Let's simplify this step by step:

Step 1: Apply the formula for $(a - b)^2$:

$(a - b)^2 = a^2 - 2ab + b^2$ Here, $a = \sqrt{6 - 2\sqrt{5}}$ and $b = \sqrt{6 + 2\sqrt{5}}$.

Step 2: Calculate $a^2$ and $b^2$:

$a^2 = 6 - 2\sqrt{5}, \quad b^2 = 6 + 2\sqrt{5}$

Step 3: Add $a^2$ and $b^2$:

$a^2 + b^2 = (6 - 2\sqrt{5}) + (6 + 2\sqrt{5}) = 12$

Step 4: Calculate the product $2ab$:

$ab = \sqrt{(6 - 2\sqrt{5})(6 + 2\sqrt{5})}$ This is a difference of squares: $ab = \sqrt{(6)^2 - (2\sqrt{5})^2} = \sqrt{36 - 20} = \sqrt{16} = 4$ So, $2ab = 2 \times 4 = 8$.

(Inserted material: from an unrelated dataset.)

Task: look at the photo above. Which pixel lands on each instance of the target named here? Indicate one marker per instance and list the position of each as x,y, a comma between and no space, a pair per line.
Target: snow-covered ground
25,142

Step 5: Putting it all together:

Now, substitute back into the expansion: $(a - b)^2 = a^2 + b^2 - 2ab = 12 - 8 = 4$

Thus, the simplified result is: $\boxed{4}$

Let me know if you'd like more details or have any questions!

Here are some related questions:

1. What are the properties of square roots that allow us to simplify radical expressions?
2. How does the difference of squares formula help in solving radical expressions like these?
3. Why is the value of $ab$ simplified as a perfect square in this problem?
4. How would this expression change if the signs inside the square roots were different?
5. What role does symmetry play in simplifying this kind of expression?

Tip: Always look for opportunities to apply the difference of squares formula when dealing with terms like $a - b$ where both involve square roots!